Free enterprise. Not Dodd-Frank. Not Obamacare. Not the IRS. Not the EPA. Not the stimulus. Not the national debt. And certainly not the President’s pen and phone. Only economic freedom empowers the poor, the unemployed and the under-employed. Only free enterprise can lift them from poverty to prosperity.
As that world famous economist, U-2’s lead singer Bono, has stated: “In dealing with poverty here and around the world, welfare and foreign aid are a Band-Aid. Free enterprise is a cure.”
Again, anyone searching for an antidote to Dodd-Frank should look no further than Hayek and Friedman...and perhaps Bono.
At the House Financial Services Committee, “This is what we believe.” And this is what we have done.
First, our Committee has guided more than 20 regulatory relief bills to House passage so far. Everything from bipartisan legislation to relieve Dodd-Frank burdens that make it harder to invest in small companies; to bipartisan legislation that streamlines regulations so small business owners can sell their enterprises rather than close them when they retire; to another bipartisan bill ensuring the SEC and CFTC work together on swap transaction rules so our international competitiveness isn’t harmed. Regulatory relief is our bread and butter at the Committee.

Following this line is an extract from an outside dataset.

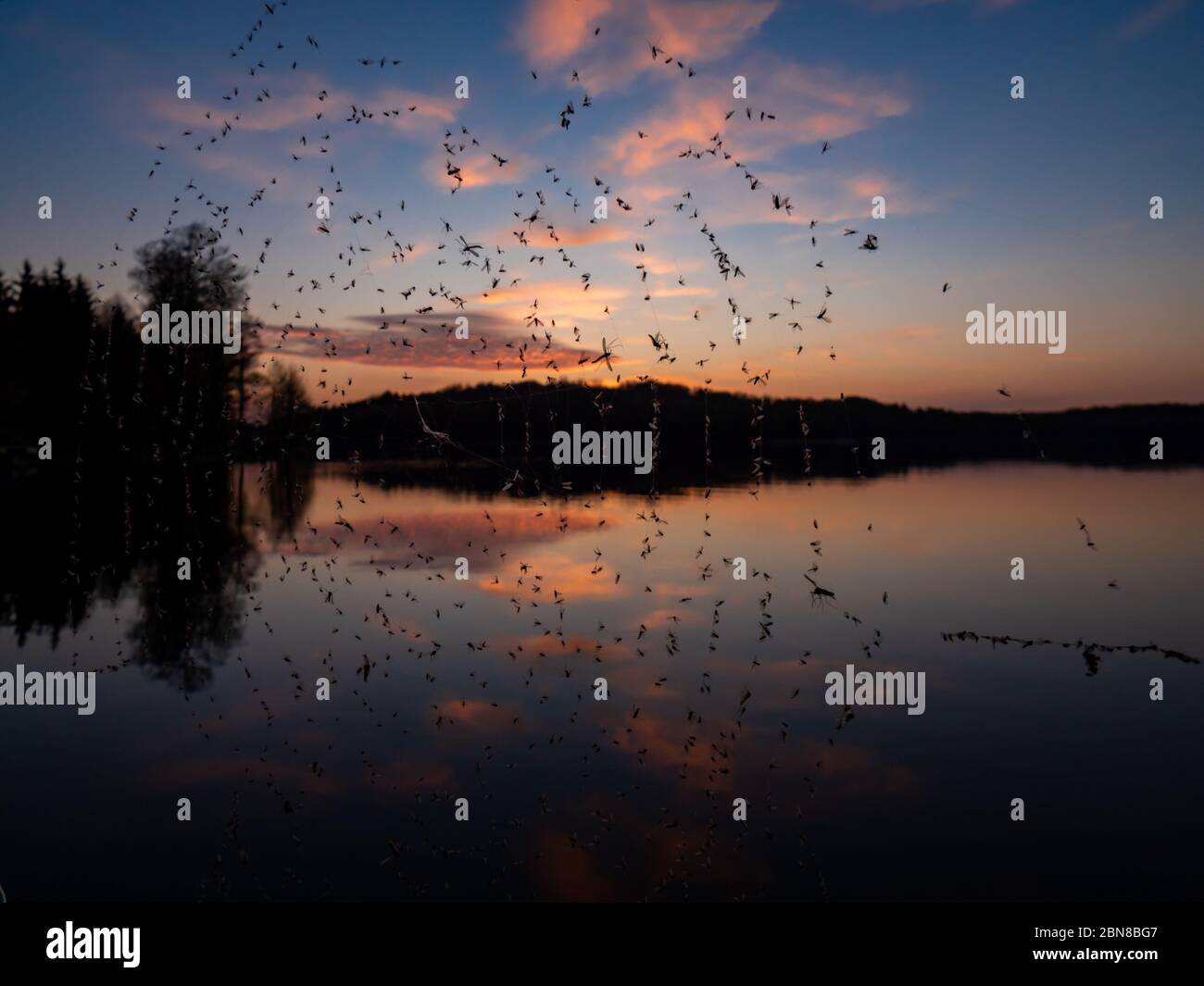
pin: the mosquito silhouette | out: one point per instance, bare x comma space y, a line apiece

Importantly, we have also passed a sweeping, market-oriented housing finance reform bill, the PATH Act, which will create a truly sustainable housing finance system for the American people – one that provides consumers with more choices when it comes to buying a home they can actually afford to keep – not to mention one that takes us off the destructive government-induced boom, bust and bailout cycle.

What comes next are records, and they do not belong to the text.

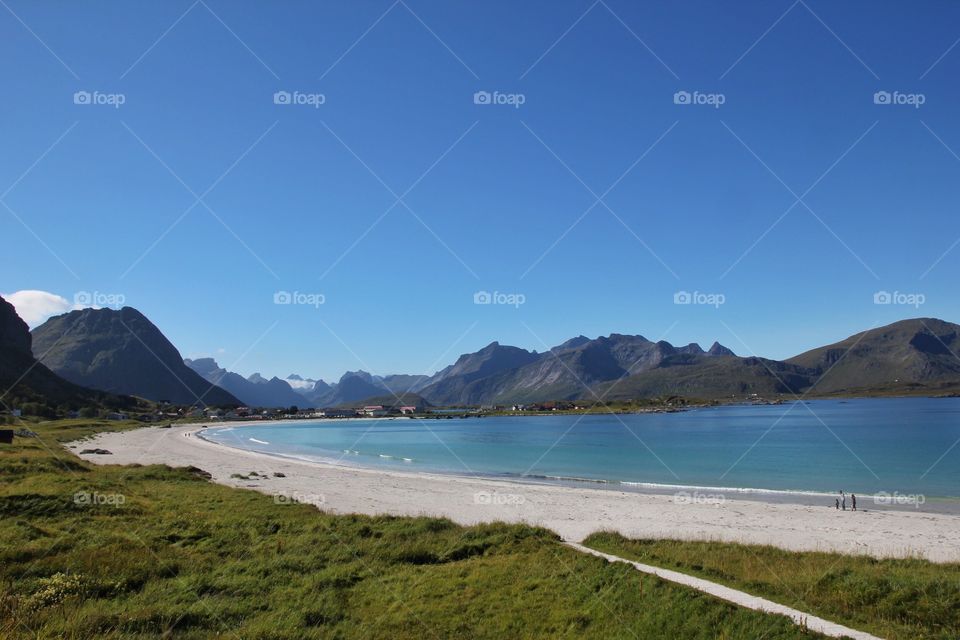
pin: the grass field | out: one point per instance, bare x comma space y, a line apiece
908, 599
137, 552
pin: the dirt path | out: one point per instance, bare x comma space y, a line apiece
737, 597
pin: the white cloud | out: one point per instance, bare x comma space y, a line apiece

Next, I’m announcing that soon our committee will mark up the first legislative proposal that is part of our Federal Reserve Centennial Oversight Project – a bill that begins to reinvigorate the Fed with the type of accountability to the Congress and to the people that the Founders expected of all federal agencies when they drafted the Constitution.
Our Committee will also soon take legislative action to end Dodd-Frank’s bailout fund and bring to an end the reign of those that are to Too Big to Fail.
To summarize our activities, by the end of this Congress our Committee then would have repealed Dodd-Frank’s greatest sin of omission – its failure to do anything about housing finance reform – and its greatest sin of commission – enshrining bailouts into law. And day-in and day-out, you can rest assured we will continue working to relieve our economy from the burden of growth-choking and job-killing red tape.
To close, our movement cares about Claudia and Joseph and all of our underemployed and struggling citizens. Because we care, we believe in Hayek and Friedman. Yes, “This is what we believe.”
And we will not rest until all our citizens have freedom, opportunity and prosperity. Thank you.